On Friday, November 19, a jury in Kenosha, Wisconsin acquitted Kyle Rittenhouse, a white teenager, of intentional first-degree homicide and attempted first-degree homicide in the shootings of three men.
Rittenhouse dramatically claimed self-defense on the witness stand.
‘I didn’t intend to kill them. I intended to stop the people who were attacking me,’ he said. ‘I did what I had to do to stop the person who was attacking me.’
In a much less publicized case, which was also decided on Friday, Florida jurors found Andrew Coffee IV, a black man, not guilty of charges including felony murder and attempted murder.
In Coffee’s case, he reportedly shot at Indian River County, Florida Sheriff’s deputies, who has raided his home in 2017.
Coffee testified that he was sleeping when the deputies burst into his Gifford, Florida home looking for his father.
The young man said he did not hear the deputies identify themselves as law enforcement.
He fired at them with a .45-caliber pistol, while allegedly fearing for his life. His 21-year-old pregnant girlfriend, Alteria Woods, was killed in the ensuring crossfire.
At the time, Indian River County Sheriff Deryl Loar accused Coffee of using Woods as a human shield.
Andrew ‘A.J.”‘Coffee IV (center) seated with his defense lawyers reacts to a jury verdict acquitting him of second-degree felony murder and other felony charges during his trial at the Indian River County Courthouse.
‘He was cowardly using her as protection,’ Loar said.
Inside the Coffee home, investigators allegedly found drugs, including pain pills, crack cocaine and powdered cocaine, along with a stash of firearms.
Coffee was charged with second-degree felony murder in connection to the death of Woods, and three counts of attempted first-degree murder of a law enforcement officer, as well as other charges.
In court, Coffee argued self-defense under Florida’s ‘stand your ground’ law.
‘I was trying to protect me and Alteria and I thought I was doing that,’ Coffee testified.
The jury acquitted him of the murder charges, though he was found guilty of possession of a firearm by a convicted felon.
The Rittenhouse and Coffee cases are not the same, but both defendants, one white and one black, claimed self-defense and got off.
On Wednesday, November 24, a Georgia jury convicted three white men in the February 2020 murder of Ahmaud Arbery.
The defense teams for Travis McMichael, his father Gregory McMichael and their neighbor William “Roddie” Bryan claimed that their clients acted in self-defense, while making a citizen’s arrest.

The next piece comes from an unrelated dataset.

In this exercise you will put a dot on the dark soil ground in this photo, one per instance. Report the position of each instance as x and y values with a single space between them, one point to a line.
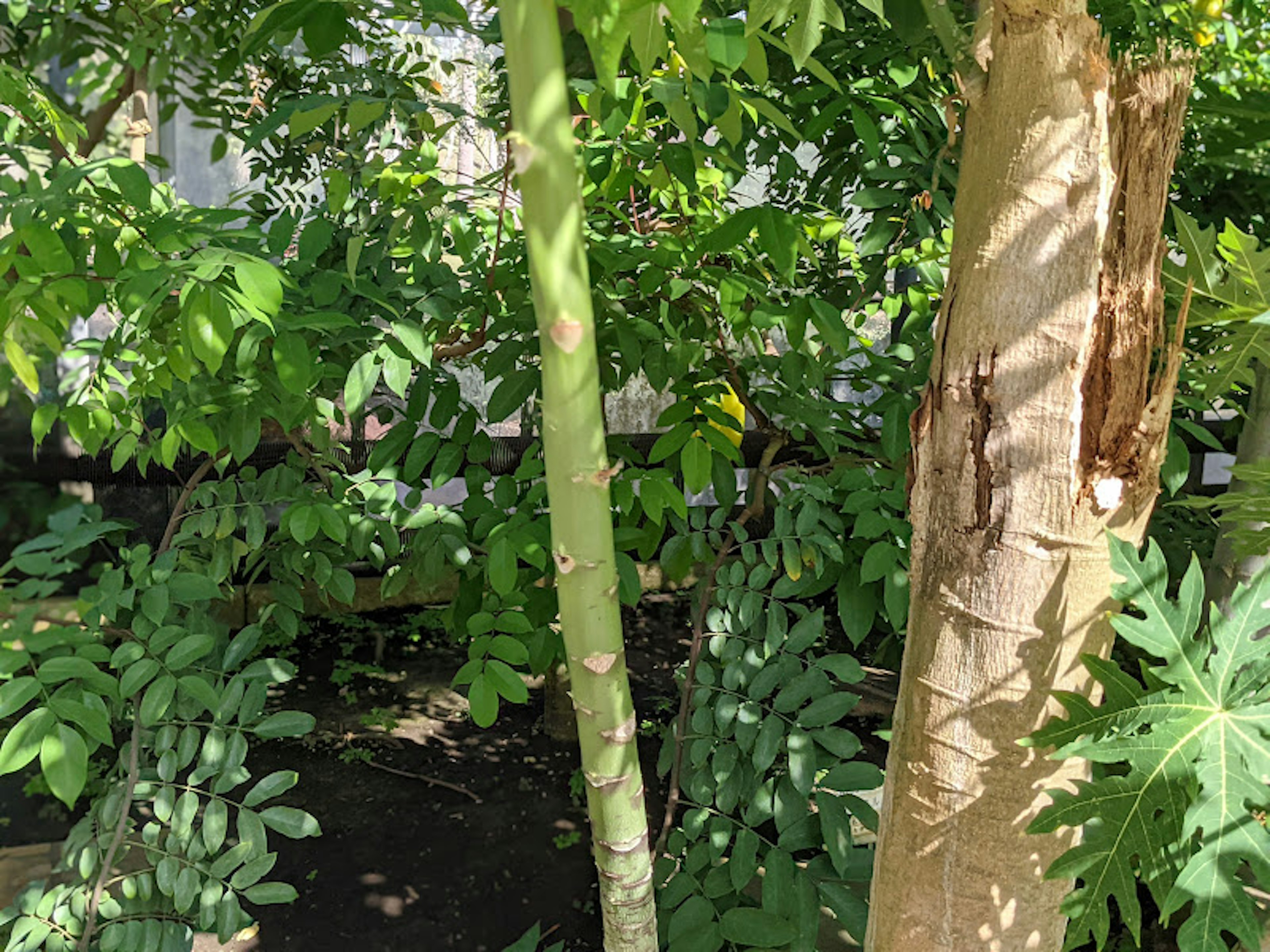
405 866
409 866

This photo shows, from left, Travis McMichael, William ‘Roddie’ Bryan, and Gregory McMichael during their trial at at the Glynn County Courthouse in Brunswick, Ga.

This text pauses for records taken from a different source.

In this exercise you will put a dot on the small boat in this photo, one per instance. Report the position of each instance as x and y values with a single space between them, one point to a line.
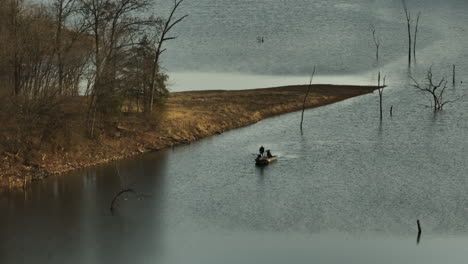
265 161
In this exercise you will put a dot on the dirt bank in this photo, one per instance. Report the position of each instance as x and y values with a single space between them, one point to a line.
187 116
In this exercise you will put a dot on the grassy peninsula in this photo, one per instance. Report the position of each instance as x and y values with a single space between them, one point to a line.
185 117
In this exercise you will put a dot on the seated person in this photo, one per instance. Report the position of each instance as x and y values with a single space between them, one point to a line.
269 154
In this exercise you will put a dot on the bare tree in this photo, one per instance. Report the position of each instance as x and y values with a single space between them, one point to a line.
164 29
380 89
416 35
434 88
305 98
110 22
376 43
408 23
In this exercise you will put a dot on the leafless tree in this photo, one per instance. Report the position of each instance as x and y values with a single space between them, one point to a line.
164 27
111 23
416 35
376 43
380 89
408 23
305 98
435 88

Travis McMichael, who shot and killed Arbery, testified that he was at home in Brunswick, Georgia, when his father told him that a suspected burglar had just run past their house.

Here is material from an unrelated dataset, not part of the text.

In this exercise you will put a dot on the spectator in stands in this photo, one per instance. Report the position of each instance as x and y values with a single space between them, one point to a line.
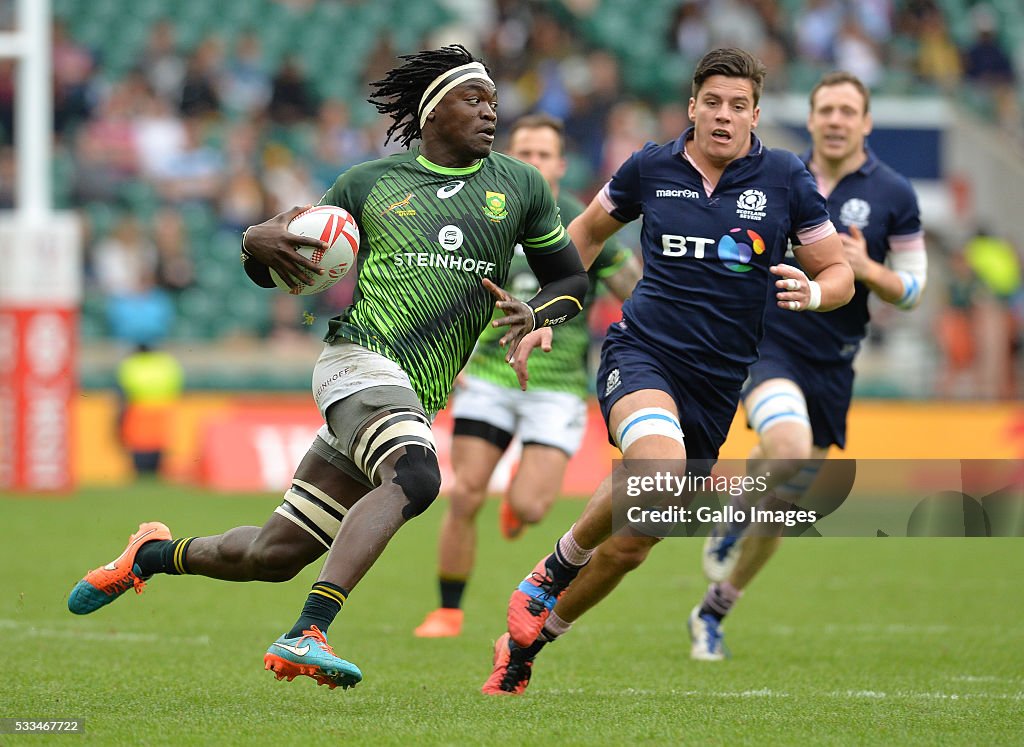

‘It was obvious that he was attacking me,’ testified Travis McMichael, who confronted Arbery with a loaded shotgun, as the black man tried to run away.
The jury did not buy it.
Each case had its own complex set of circumstances that doubtlessly influenced the jurors. But what these three examples do demonstrate are a range of outcomes, regardless of race, in self-defense trials.
In Kenosha, a white teen claimed self-defense and was found not guilty. In Gifford, a black man claimed self-defense and was acquitted. In Brunswick, three white men were found guilty.
Maybe commentators should not be so quick to convict the U.S. justice system.